Erminio Enzo Boso (9 July 1945 in Pieve Tesino – 10 January 2019 in Pieve Tesino) was an Italian politician.

Also known under the pseudonym of Obelix, for his massive build and stature, he was one of the founders of the Northern League in the province of Trento. He served as a Senator between 1992 and 1996.

In 1997 he was elected to the Padanian Parliament. In 1998 he was elected to the Council of the Autonomous Province of Trento and was then re-elected in 2003.

He was a candidate in the 2004 European Parliament Elections, obtaining around 10,000 personal preferences in the North-Eastern Italy constituency. In June 2008 he was proclaimed an MEP, taking over from Gian Paolo Gobbo, and joined the Independence/Democracy parliamentary group. In May 2013 he attacked Minister Cécile Kyenge, also calling himself "racist", while on July 9 of the same year, intervening in a radio broadcast, he declared that he was happy if a boat of migrants sinks.

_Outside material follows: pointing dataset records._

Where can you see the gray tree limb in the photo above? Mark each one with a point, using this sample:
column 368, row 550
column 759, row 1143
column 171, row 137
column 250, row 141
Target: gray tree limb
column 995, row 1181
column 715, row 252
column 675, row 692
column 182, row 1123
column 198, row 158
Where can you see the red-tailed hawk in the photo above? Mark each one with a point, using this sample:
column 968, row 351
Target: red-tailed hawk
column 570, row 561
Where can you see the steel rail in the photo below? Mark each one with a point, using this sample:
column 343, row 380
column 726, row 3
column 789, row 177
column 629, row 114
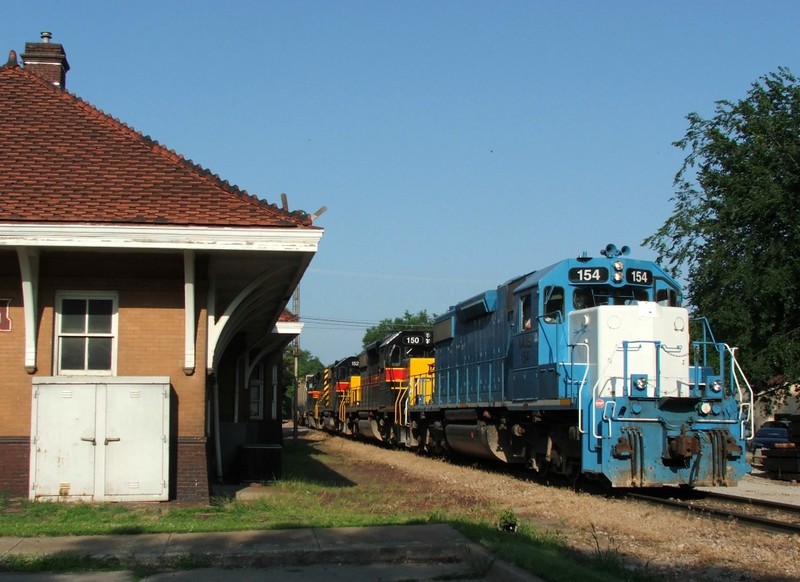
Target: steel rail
column 751, row 520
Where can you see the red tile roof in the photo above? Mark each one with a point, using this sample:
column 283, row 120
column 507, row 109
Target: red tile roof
column 64, row 161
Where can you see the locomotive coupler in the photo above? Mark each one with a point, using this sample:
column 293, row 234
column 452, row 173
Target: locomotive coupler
column 683, row 447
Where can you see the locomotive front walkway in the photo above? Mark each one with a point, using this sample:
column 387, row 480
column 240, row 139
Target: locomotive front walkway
column 387, row 553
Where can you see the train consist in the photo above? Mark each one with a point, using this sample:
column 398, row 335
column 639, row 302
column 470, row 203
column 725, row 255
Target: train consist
column 589, row 367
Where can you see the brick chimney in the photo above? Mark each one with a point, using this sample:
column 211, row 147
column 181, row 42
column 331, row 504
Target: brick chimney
column 47, row 59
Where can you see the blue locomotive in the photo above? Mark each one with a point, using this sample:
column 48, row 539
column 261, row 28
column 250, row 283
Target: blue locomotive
column 589, row 367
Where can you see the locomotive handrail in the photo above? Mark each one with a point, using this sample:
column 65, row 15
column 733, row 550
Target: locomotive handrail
column 742, row 404
column 596, row 393
column 582, row 384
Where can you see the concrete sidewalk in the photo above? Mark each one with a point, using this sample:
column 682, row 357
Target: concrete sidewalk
column 411, row 552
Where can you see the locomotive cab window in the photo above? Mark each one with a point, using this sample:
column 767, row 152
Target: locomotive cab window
column 553, row 304
column 667, row 297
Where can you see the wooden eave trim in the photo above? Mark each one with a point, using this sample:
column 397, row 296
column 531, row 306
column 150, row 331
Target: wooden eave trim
column 160, row 237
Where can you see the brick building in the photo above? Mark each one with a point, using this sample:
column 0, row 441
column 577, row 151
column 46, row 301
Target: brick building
column 142, row 303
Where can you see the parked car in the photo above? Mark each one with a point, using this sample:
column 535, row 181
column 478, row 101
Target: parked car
column 768, row 436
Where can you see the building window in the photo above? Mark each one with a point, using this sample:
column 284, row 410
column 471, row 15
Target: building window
column 86, row 333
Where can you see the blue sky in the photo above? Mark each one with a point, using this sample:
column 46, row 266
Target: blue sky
column 455, row 144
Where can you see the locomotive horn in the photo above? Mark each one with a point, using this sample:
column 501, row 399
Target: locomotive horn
column 318, row 213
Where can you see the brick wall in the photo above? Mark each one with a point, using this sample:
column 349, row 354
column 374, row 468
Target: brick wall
column 190, row 464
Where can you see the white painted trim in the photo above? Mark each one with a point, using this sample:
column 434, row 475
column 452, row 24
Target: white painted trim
column 188, row 312
column 212, row 332
column 29, row 270
column 288, row 327
column 215, row 329
column 160, row 237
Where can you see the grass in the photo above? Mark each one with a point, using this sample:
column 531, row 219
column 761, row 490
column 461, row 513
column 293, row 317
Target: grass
column 310, row 494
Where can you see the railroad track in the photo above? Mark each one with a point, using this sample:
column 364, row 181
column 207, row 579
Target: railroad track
column 759, row 513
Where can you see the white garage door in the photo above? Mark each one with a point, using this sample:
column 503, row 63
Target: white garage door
column 100, row 439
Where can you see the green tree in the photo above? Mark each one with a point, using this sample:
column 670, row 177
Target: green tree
column 735, row 234
column 409, row 321
column 306, row 364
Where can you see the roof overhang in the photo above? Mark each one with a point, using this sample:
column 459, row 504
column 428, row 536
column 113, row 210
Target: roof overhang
column 252, row 271
column 160, row 237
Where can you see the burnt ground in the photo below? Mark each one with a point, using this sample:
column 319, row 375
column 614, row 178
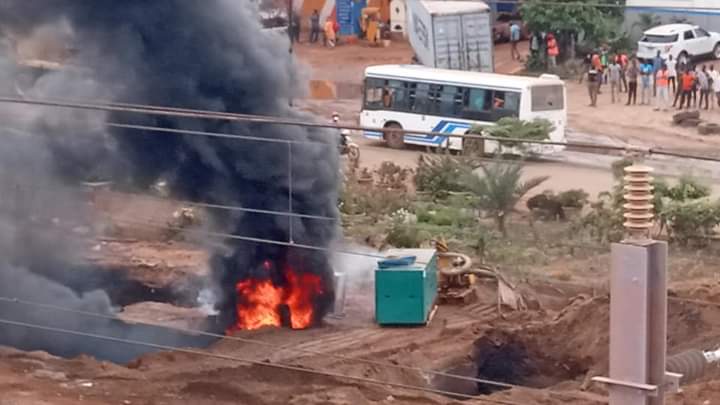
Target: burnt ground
column 554, row 349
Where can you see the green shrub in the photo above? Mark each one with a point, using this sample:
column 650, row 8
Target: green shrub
column 445, row 216
column 575, row 198
column 407, row 235
column 441, row 175
column 689, row 221
column 538, row 129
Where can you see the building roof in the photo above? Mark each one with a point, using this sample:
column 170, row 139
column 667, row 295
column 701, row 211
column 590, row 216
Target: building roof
column 669, row 29
column 459, row 77
column 455, row 7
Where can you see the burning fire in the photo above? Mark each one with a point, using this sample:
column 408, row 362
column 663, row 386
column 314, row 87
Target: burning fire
column 260, row 301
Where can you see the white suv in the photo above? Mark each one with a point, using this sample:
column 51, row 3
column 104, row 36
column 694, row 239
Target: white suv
column 682, row 41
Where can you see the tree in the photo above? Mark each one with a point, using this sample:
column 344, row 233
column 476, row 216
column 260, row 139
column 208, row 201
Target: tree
column 538, row 129
column 573, row 20
column 499, row 189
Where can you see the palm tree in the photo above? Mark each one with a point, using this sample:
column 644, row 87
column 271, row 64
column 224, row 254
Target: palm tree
column 499, row 188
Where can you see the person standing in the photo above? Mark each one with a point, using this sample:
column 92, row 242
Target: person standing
column 314, row 26
column 553, row 50
column 621, row 60
column 657, row 65
column 329, row 33
column 535, row 45
column 594, row 78
column 632, row 75
column 597, row 64
column 604, row 62
column 645, row 79
column 662, row 78
column 295, row 28
column 672, row 73
column 692, row 71
column 587, row 62
column 715, row 85
column 679, row 91
column 688, row 83
column 614, row 77
column 703, row 83
column 514, row 39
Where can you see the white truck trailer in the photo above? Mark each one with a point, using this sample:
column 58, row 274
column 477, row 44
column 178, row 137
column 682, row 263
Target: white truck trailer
column 451, row 34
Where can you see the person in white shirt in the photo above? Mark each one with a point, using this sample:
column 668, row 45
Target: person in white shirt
column 672, row 72
column 715, row 84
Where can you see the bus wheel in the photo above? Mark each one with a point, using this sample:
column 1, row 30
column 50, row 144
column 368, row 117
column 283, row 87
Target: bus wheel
column 473, row 147
column 395, row 138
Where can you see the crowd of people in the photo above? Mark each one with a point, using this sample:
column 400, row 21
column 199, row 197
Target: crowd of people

In the 2014 European Parliament election, Boso was again a candidate in the North-Eastern Italy constituency. He got around 3,300 preferences, not enough to be elected. During the election campaign, he proposed a new flag for the European Union, based on the Flag of the Confederate States of America.

Boso died on 10 January 2019 at the age of 73 in his hometown, due to a heart attack.